The mayor said Wednesday he wants the city to consider hiring a third party to conduct a study into the issue, which dates back several years.
In times of economic boom, Hobgood said the city approved “an awful lot” of residential developments, but when the market slumped, many of the developers left before completing their work.
“No one could’ve anticipated the economy going south like it did and developers bailing out or moving on,” he said.
As a result of the economic downturn, the city is left with a “massive problem” with the roads in some subdivisions, Hobgood said.
“A lot of these streets, they don’t even have the final coat on them,” he said.
Community Development Director Ken Patton said Wednesday the issue is “quite substantial” throughout Canton.
Patton said subdivisions like Great Sky, Laurel Canyon, River Green, Towne Mill and Park Village all have streets which are incomplete.
“Pretty much parts of all of the residential developments,” in Canton have issues, he said.
With some of the developers of such communities out of business, Patton said the city is having to address the issues and determine who holds responsibility for the maintenance on these roads.
“There are some streets that were portrayed to the city to be private streets that would be owned by the homeowners association, maintained by the homeowners association,” Patton said. “There are streets that were proposed to be deeded to the city and the city take over (maintenance), which has not happened.”
And this dilemma
isn’t unique to Canton, Patton said.
“This is an ongoing issue, not only with the city of Canton, but I think every local government around,” he said.

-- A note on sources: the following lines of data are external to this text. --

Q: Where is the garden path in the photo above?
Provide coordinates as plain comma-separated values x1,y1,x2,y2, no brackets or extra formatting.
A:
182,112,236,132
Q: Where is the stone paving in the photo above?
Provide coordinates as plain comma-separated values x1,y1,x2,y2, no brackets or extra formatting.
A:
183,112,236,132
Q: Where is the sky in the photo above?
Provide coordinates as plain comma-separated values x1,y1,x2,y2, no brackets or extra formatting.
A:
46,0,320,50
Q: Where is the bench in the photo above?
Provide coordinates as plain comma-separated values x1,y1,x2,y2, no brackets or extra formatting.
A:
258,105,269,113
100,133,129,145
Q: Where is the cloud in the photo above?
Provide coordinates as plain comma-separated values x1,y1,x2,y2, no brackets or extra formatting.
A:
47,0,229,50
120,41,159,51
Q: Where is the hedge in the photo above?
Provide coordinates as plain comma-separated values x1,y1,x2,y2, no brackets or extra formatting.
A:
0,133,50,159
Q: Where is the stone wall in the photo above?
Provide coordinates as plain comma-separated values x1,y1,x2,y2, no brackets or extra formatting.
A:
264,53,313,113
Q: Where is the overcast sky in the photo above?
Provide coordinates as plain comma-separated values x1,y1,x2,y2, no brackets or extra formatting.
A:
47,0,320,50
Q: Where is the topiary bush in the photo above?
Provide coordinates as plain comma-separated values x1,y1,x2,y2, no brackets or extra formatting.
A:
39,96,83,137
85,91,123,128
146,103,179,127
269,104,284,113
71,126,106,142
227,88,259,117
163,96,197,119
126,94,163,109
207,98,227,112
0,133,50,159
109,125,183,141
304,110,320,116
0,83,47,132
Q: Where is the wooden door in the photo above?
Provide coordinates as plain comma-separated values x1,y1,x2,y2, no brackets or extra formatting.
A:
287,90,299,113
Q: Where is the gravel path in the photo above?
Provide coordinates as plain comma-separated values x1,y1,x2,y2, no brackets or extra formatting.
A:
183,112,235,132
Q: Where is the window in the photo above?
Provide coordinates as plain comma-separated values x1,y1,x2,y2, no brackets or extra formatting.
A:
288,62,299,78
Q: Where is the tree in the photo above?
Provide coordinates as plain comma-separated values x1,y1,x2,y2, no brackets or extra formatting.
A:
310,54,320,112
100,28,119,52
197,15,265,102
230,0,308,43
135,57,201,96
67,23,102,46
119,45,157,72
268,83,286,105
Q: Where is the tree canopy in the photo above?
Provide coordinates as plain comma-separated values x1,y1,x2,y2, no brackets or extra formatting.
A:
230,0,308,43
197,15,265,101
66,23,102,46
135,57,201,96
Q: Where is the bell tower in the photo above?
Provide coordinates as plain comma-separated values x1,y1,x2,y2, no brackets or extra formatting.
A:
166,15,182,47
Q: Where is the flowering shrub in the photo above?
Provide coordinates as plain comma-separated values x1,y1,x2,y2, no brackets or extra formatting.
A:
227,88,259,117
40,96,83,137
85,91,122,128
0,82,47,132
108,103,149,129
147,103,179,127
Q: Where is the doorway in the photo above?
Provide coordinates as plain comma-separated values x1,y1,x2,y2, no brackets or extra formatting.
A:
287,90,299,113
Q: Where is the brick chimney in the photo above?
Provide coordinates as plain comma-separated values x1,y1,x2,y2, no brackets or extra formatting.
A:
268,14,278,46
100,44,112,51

Hobgood said the root of some of these problems lies in the fact that a vital step to safeguard the city from developers leaving before they finished their work was left out of the initial process of planning.

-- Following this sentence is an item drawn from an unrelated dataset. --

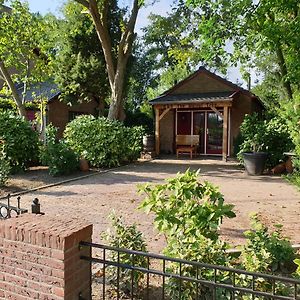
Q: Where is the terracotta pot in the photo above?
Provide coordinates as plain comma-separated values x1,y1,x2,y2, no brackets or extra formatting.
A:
79,158,90,172
243,152,268,175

“Normally, what happens is when you approve a development and they start work, they post a bond so that if they leave … you would have the money to cash that bond and put a contractor in there,” Hobgood said.
But in many cases, those bonds were never posted, and in other cases, the contingency bonds were put up by the developers but have expired or were lost for other reasons, Hobgood said.
Hobgood said Canton
is exploring what recourse
it has to hold developers responsible for the roads they have left unfinished, but that is a complicated task, especially when
the companies have completely gone under.
In the meantime, he said he wants the city to begin identifying exactly which roads have issues.
“I think the first thing we need is a complete assessment of what the problem is,” Hobgood said.
He added Canton should begin to keep a better eye on its roads in general.
“That ought to be routine,” Hobgood said. “That ought to be in our budget every year.”